Cool the rhetoric, regardless of who’s in office
Published: Tuesday, November 13, 2012
Updated: Tuesday, November 13, 2012 23:11
The election is over, and the president has been chosen. It really doesn’t matter which man won to me; I would still respect the fact that the majority of people had picked him to lead us. I did so when Bush was elected, when Clinton was elected, and I would have done so if Romney had been elected.
However, not everyone sees it as finished. Over the past week since the election, things have taken a strange turn that I have never seen. Business owners started firing or laying off people because they claim they weren’t going to be able to afford the Affordable Health Care Act when it fully implements in 2014.
So companies such as Olive Garden, Burger King, Murray Energy and a host of anonymous businesses said they let people go or reduced hours to get employees under the 35-hour minimum requirement for employer health insurance. Some of the business owners went so far as to tell a conservative talk show host that they singled out the ones they suspected as having voted for Obama to go first.
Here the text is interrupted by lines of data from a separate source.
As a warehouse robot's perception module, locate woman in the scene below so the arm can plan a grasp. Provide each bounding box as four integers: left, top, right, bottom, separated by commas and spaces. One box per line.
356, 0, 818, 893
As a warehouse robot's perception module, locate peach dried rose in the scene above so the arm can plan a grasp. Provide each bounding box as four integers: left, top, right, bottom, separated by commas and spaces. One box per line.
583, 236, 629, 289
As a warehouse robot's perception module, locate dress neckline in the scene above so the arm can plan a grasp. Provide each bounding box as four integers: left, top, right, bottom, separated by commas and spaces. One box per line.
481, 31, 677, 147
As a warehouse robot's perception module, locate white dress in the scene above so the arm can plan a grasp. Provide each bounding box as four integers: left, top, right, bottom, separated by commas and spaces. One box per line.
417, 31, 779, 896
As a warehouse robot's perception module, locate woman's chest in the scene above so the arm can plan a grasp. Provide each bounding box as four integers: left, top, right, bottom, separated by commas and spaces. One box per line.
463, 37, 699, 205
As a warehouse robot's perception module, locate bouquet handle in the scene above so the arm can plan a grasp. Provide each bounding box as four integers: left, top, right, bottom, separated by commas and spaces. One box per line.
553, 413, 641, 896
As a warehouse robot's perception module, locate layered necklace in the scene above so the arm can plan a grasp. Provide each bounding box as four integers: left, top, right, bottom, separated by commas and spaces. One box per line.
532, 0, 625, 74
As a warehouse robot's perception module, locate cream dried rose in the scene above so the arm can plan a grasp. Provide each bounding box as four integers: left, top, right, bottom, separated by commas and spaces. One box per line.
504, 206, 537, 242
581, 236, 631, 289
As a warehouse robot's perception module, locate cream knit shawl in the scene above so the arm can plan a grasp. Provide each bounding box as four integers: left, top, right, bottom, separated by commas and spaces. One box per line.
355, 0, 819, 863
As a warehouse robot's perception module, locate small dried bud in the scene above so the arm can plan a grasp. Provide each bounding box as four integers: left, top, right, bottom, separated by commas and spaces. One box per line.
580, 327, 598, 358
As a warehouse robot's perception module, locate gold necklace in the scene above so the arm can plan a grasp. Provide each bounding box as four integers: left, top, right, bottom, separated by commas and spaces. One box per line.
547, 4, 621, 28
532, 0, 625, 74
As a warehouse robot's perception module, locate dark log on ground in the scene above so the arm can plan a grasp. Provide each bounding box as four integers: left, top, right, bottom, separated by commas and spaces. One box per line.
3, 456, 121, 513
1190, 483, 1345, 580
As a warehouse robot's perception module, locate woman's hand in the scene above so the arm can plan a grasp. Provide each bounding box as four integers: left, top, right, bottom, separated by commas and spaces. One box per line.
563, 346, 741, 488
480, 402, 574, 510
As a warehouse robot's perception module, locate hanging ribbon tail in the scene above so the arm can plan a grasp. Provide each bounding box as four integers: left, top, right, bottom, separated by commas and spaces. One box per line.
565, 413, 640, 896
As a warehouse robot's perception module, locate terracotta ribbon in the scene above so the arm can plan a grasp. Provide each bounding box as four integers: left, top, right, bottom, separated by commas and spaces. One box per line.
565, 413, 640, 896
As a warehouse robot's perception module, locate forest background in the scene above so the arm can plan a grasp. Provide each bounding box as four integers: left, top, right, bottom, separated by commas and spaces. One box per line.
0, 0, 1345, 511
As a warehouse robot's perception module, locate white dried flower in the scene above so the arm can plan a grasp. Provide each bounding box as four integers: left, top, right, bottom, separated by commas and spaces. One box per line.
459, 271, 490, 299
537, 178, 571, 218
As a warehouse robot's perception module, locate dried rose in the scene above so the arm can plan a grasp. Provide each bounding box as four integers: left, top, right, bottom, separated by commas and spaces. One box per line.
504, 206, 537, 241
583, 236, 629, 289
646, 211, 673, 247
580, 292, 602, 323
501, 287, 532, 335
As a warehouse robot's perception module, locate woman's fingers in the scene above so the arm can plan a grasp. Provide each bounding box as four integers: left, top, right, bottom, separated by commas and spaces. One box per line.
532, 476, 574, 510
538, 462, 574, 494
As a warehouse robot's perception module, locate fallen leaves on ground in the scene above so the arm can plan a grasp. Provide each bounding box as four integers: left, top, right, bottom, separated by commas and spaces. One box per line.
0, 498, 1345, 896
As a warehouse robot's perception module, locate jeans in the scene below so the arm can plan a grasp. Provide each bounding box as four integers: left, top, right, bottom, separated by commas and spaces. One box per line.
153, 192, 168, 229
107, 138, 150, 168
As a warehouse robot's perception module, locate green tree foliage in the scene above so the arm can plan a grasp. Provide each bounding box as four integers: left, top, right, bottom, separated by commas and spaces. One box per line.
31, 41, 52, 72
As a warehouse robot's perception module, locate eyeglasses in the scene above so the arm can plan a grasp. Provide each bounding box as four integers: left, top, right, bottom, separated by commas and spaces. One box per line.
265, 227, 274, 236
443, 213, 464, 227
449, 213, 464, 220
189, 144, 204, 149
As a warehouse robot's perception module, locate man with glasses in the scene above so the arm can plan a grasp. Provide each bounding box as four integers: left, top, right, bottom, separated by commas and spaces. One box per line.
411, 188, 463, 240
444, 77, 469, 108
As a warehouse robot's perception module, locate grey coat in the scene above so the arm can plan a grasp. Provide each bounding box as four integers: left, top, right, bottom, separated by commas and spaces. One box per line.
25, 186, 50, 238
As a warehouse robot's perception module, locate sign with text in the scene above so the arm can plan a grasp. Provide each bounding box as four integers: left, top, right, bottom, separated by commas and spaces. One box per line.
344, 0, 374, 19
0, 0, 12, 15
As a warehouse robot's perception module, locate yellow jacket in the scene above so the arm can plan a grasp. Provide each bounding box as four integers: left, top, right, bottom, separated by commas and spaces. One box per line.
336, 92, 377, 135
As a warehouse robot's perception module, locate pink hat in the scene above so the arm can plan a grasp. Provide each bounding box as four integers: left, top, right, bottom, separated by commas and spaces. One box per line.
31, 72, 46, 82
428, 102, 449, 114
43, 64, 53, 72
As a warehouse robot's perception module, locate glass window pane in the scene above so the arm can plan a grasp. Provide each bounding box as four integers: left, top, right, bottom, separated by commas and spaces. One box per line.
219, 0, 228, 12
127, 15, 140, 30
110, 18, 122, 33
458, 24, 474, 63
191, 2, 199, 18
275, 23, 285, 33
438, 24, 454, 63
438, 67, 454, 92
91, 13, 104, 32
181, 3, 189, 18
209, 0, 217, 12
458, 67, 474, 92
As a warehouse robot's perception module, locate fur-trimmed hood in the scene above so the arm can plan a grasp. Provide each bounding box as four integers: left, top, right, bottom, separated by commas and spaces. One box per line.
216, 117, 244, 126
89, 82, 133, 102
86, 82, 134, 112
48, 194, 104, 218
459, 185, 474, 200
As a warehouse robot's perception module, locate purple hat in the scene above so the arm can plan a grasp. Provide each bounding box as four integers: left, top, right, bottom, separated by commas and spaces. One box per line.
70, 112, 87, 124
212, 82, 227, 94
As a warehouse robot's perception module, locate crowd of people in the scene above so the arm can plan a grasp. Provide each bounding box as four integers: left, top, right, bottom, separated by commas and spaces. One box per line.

Really? Is this what our country has come too? Not trying to make our lives better but by taking a fundamental right guaranteed by the Constitution and protected under free speech and using it against us? I find it deplorable that a business would stoop so low.
And that’s not all. There are also a number of people out in the interwebs and social media wishing for the president’s assassination. I mean, come on. This is getting way out of hand. What happened to the Christian belief of “Thou shall not kill”? Doesn’t that idea also cover not wishing for someone to kill another?
Remember what this type of rhetoric was blamed for before? It was the death of nine people and injury of 20 more when Gabrielle Giffords was shot in the head. A nine-year-old girl who was learning about government was one of the victims. These hate campaigns took the blame for that shooting, but how many more incidents can be blamed on hate?
It is time for the country to come together and get things done, not sit back and continue the negative attacks of the past year and a half. President Obama is back in the White House for four more years—let’s hold him accountable, as well as the Congress that was so hell bent on getting him out, and get some real progress made. No more effigies calling for his assassination. No more laying off innocent bystanders because of your preconceived notion of costs a full year before they are known.
This is our country. We should demand that a certain level of decorum and action be in place on all sides, including on the public. If you are one of the people calling for the death of a man, I hope you think about that and check your morals. If you are a company that refuses to let anyone who voted a certain way give your their business, I think your bottom line will see the effects of that decision you made, not that was made for you. And if you are a company that fires based upon how a person voted, I hope you are boycotted by members of both parties because that is no way to move things forward.
And if you are out there tweeting these ridiculous things, there are reasons to keep these things to yourself. Take it from Denise Helms, who is not only under investigation but also lost her job after posting some pretty unacceptable things about Obama.
It’s nearly 2013. Let’s act like it.